Self-love journal prompts to boost your confidence
- When do you feel most confident? Who are you with? What are you wearing? What are you doing?
- Describe a tough challenge you’ve worked through and overcome. How did you grow from this experience?
- What are you most proud of achieving in your life so far?
- What is your go-to outfit when you want to feel confident? How does it make you feel?
- When do you feel physically strong?
- What’s one thing you could do today to build your confidence?
- How do you think you’d feel if you were a confident woman? How would you think, speak, and feel? Where would you go? What would you do differently from what you’re doing today?
Self-love journal prompts for your dreams
- What do you believe you deserve?
- What is your biggest dream for your life?
- What current goal (or goals) are you working on, and why is it important to you? What are you doing to achieve it?
- Write some positive affirmations that could help you love yourself more. Repeat these to yourself often like a mantra.
- When did you last step out of your comfort zone? How did it feel?
- Where would you like to see yourself in a year/five years/ten years?
- When did you last fail at something? What did you learn?
- What action could you take today towards your goals and dreams?
- What’s one limiting belief you’d like to release today that is not serving you?
- What would make your future self proud of you?
- List 3 of your biggest fears.
- Who inspires you (in real life and public figures you look up to)?
- How can you support yourself more today?
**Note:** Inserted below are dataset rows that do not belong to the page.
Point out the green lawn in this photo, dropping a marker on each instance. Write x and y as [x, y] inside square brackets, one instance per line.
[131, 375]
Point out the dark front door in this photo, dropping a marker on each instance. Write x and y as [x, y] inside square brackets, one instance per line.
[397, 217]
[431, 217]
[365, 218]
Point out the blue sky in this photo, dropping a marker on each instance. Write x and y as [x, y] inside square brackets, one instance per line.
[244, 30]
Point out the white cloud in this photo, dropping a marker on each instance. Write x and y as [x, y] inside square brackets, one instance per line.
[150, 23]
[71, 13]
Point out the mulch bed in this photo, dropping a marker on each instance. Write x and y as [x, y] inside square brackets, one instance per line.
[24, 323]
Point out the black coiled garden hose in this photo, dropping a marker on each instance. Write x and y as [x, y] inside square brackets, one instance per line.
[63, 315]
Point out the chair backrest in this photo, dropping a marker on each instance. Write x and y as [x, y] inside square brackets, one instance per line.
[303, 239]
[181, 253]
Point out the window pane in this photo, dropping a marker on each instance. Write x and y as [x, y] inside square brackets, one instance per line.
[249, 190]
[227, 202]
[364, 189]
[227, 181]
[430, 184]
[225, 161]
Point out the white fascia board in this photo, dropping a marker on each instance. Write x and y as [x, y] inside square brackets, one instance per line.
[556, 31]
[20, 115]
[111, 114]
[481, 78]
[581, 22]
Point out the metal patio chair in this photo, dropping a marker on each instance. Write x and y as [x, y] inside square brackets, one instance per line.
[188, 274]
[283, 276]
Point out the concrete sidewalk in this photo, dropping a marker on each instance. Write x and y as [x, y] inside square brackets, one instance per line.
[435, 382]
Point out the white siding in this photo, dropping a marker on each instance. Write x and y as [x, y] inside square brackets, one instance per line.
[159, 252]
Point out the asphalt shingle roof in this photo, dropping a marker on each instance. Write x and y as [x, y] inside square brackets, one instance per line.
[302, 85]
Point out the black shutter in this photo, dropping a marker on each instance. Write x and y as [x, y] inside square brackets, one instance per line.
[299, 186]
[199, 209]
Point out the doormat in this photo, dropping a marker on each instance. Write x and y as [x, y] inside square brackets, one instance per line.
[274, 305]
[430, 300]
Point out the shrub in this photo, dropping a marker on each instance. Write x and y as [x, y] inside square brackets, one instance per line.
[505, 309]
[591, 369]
Self-love journal prompts for relationships
- How do you feel when you set aside “you time” in your calendar?
- How do you like to give and receive love?
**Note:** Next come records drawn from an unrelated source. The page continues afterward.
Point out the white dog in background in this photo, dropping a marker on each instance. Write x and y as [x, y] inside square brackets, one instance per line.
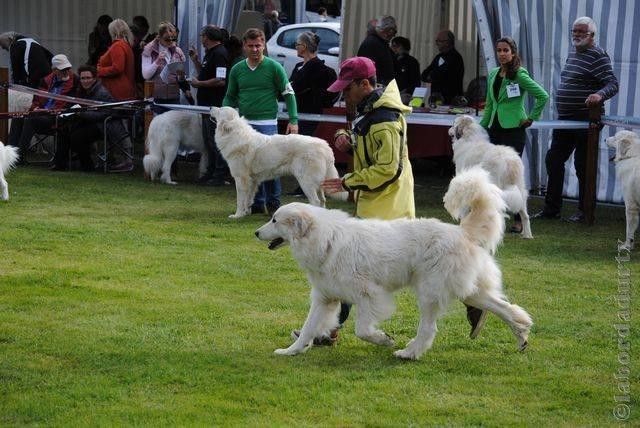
[365, 261]
[8, 158]
[167, 132]
[627, 159]
[471, 147]
[254, 157]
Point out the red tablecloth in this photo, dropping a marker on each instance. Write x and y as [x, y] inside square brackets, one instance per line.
[425, 141]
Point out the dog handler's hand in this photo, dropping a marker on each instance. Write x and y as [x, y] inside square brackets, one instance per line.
[292, 129]
[342, 143]
[332, 185]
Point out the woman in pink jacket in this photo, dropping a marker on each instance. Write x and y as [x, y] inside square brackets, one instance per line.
[116, 67]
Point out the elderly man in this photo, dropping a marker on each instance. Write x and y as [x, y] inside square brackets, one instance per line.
[376, 47]
[586, 80]
[30, 61]
[61, 81]
[446, 71]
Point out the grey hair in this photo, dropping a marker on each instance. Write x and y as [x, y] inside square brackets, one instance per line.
[6, 39]
[310, 40]
[385, 22]
[119, 29]
[585, 20]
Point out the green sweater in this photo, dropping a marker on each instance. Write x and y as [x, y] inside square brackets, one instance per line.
[255, 92]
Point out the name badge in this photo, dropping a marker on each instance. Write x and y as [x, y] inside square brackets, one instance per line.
[513, 90]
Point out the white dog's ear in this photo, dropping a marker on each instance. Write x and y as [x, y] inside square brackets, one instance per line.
[300, 223]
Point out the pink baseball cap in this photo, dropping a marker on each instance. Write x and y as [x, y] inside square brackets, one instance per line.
[358, 67]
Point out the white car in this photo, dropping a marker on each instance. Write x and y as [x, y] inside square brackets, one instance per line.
[281, 46]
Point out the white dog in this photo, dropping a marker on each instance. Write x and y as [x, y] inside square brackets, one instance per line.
[471, 147]
[365, 261]
[8, 158]
[167, 132]
[627, 159]
[253, 158]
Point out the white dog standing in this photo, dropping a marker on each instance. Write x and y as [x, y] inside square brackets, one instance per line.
[365, 261]
[8, 158]
[627, 159]
[471, 147]
[167, 132]
[254, 157]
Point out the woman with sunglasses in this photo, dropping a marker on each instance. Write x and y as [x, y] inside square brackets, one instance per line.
[156, 55]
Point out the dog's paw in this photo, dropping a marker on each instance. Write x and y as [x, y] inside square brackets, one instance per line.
[406, 354]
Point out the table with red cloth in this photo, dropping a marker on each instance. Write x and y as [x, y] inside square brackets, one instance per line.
[427, 133]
- How comfortable do you feel receiving pleasure, and why do you think this is?
- What is your usual communication style?
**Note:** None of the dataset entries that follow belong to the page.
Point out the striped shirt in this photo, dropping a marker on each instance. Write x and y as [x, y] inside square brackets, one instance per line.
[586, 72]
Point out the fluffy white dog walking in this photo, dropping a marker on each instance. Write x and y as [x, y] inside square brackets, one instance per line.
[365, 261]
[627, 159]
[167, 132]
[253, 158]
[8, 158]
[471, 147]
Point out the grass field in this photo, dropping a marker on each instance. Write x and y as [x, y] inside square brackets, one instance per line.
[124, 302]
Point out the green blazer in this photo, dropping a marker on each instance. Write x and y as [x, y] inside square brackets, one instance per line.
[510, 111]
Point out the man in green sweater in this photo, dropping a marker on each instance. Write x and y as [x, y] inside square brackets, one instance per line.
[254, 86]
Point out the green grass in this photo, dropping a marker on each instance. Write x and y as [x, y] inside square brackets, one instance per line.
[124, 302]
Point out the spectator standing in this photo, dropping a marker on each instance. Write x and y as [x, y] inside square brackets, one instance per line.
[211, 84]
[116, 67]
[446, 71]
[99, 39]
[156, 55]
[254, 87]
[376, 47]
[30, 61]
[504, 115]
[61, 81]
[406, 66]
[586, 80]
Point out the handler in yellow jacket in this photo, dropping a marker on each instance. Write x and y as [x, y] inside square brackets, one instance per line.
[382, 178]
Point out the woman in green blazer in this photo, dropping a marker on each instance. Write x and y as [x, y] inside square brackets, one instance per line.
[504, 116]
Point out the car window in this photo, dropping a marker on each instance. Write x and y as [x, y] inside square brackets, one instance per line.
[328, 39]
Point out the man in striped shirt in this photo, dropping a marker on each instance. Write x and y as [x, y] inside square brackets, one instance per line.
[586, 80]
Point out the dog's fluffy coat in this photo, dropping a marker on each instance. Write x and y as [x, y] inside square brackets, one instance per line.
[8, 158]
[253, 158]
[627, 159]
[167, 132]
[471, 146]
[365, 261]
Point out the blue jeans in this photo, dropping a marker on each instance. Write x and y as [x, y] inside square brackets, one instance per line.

- What are your boundaries?
- How can you set and communicate healthier boundaries in your relationships?
- What qualities are most important to you in a friend?
- What qualities are most important to you in a partner?
- Are you embodying the qualities that you’re looking for in your other relationships?
- List the people in your life who nourish and inspire you.
- List the people in your life who drain you and make you feel small.
- How does dating make you feel?
- How does being alone make you feel?
- How can you show others more love and compassion?
Ready to journal?
I hope you enjoy working with these self-love journal prompts. More importantly, my wish is that they truly help you take steps forward on your journey to loving yourself and healing any insecurities, wounds, or traumas you’re holding onto.